Max norm can be defined as: $$\ ||A||_{1\infty} = \max_{i,j}|a_{ij}|$$
The hint i was given is that for certain c we have$\ ||Ax|| \le c||x||$ and so the following $\ ||A|| \le c$. To be honest i have no idea how to use this hint to prove above equality. I know that i can use the formula $$\ ||A||_{pq} = \max\frac{||Ax||_q}{||x||_p}$$Of course $\ x \in \mathbb{R}^n $ and $\ x \ne0$. However i don't know how to go further with this. Could you please help me?
I finally got your hint... as written, is very unclear, but what they wanted to says is that : If $c$ is s.t. $\|Ax\|_q\leq c\|x\|_p$ for all $x$, then $\|A\|_{pq}\leq c$.
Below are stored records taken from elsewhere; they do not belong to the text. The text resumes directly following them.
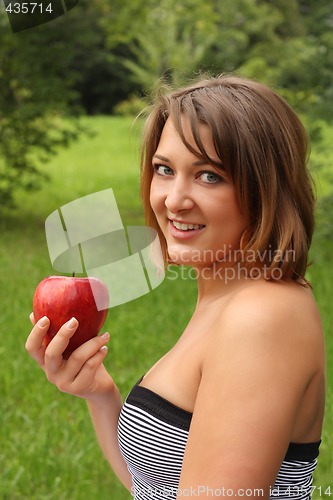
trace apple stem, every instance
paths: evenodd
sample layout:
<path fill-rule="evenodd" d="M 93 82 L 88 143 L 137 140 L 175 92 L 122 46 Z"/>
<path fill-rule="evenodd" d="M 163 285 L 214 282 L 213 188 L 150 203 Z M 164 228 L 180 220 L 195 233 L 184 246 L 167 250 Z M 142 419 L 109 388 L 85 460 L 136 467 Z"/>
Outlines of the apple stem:
<path fill-rule="evenodd" d="M 73 278 L 74 278 L 74 276 L 75 276 L 75 273 L 72 273 L 72 277 L 73 277 Z"/>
Notice that $$\|A\|_{pq}=\max_{\|x\|_p=1}\|Ax\|_q=\max_{x\neq 0}\frac{\|Ax\|_q}{\|x\|_p}.$$
So, in your case, $(p,q)=(1,\infty )$, and the statement is equivalent than proving that if $\|Ax\|_\infty \leq \max_{i,j}|a_{ij}|$ for all $\|x\|_1=1$, then $\|A\|_{1\infty }\leq \max_{i,j}|a_{ij}|$. Which will implies by your hint, that $\|A\|_{1,\infty }\leq \max_{i,j}|a_{ij}|$ holds.
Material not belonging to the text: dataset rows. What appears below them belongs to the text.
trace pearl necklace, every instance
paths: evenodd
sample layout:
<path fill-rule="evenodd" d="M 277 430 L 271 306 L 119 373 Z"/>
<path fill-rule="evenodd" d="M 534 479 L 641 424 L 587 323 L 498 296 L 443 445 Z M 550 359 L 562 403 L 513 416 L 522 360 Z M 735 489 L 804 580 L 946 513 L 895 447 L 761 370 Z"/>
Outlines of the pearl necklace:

Let $x\in \mathbb R^n$ be s.t. $\|x\|_{1}=1$. Then, clearly \begin{align*} \|Ax\|_\infty &=\max_{1\leq i\leq n}\{|a_{i1}x_1+...+a_{in}x_n|\}\\ &=|a_{j1}x_1+...+a_{jn}x_n|,\ \ \ \ \text{for some $j$}\\ &\leq \|x\|_1\max_{1\leq i\leq n}|a_{ji}|\\ &\leq \max_{i,j}|a_{ij}|, \end{align*} as wished.
The fact that $\|A\|_{1,\infty }=\max_{i,j}|a_{ij}|$ whenever $\|x\|_1=1$ is now straightforward and left as a Homework ;-).